A Carta aos Brasileiros de 1977, que inspirou esta agora de 2022, foi redigida pelo jurista Goffredo da Silva Telles Jr, sendo lançada em 8 de agosto de 1977, ocasião em que se comemorava o sesquicentenário da fundação dos cursos jurídicos no Brasil, no Largo de São Francisco da Faculdade de Direito da Universidade de São Paulo, como repúdio à ditadura militar. Esta carta foi feita como uma reação contra o Pacote de Abril, em que o presidente Ernesto Geisel alterava a Constituição Federal, outorgada em 1969 pela Junta Militar, para a criação dos senadores biônicos e com várias medidas de restrição à liberdade.

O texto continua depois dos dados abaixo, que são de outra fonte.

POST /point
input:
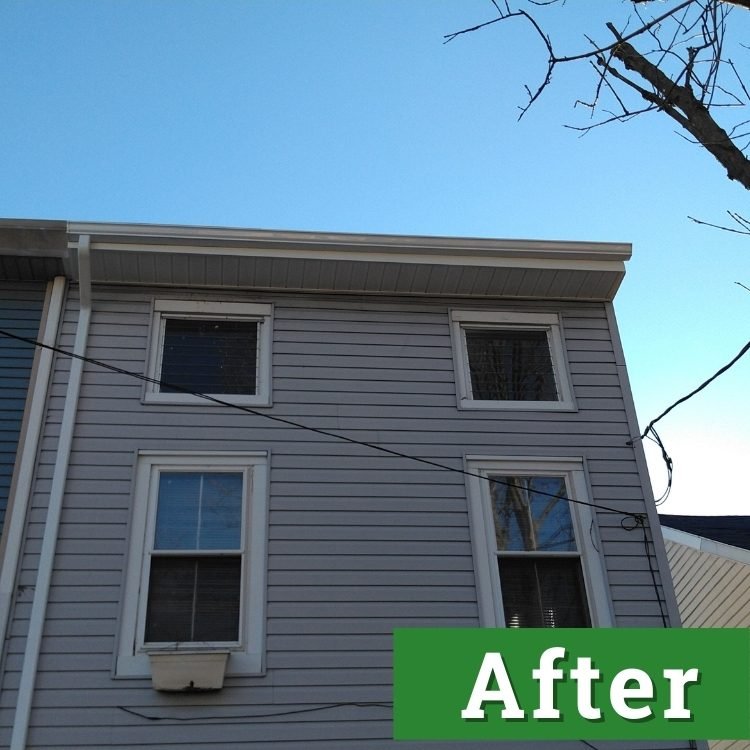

Em declaração recente, na cerimônia de formatura de aspirantes a oficiais do Exército de Resende - RJ, onde ele acompanhou uma motociata em sua homenagem na via Dutra,  o presidente Jair Bolsonaro afirma que respeitará o resultado das urnas, mesmo que sofra uma derrota.

Parece que este discurso ambíguo, um tipo de jogo duplo, se repete nas declarações deste governo, e certo que a ressalva vem em seguida, com o compromisso do presidente em contestar o resultado, caso seja derrotado, mas que diante da repercussão civil e institucional, com diversos órgãos e fundações reagindo, abaixos-assinados e refutações internacionais, com um convescote ridicularizado pela diplomacia mundial, o pior momento para a imagem do Itamaraty, com o Barão de Rio Branco se rebatendo na tumba, ficou de bom tom Bolsonaro fazer este recuo aparente.

Gustavo Bastos, filósofo e escritor.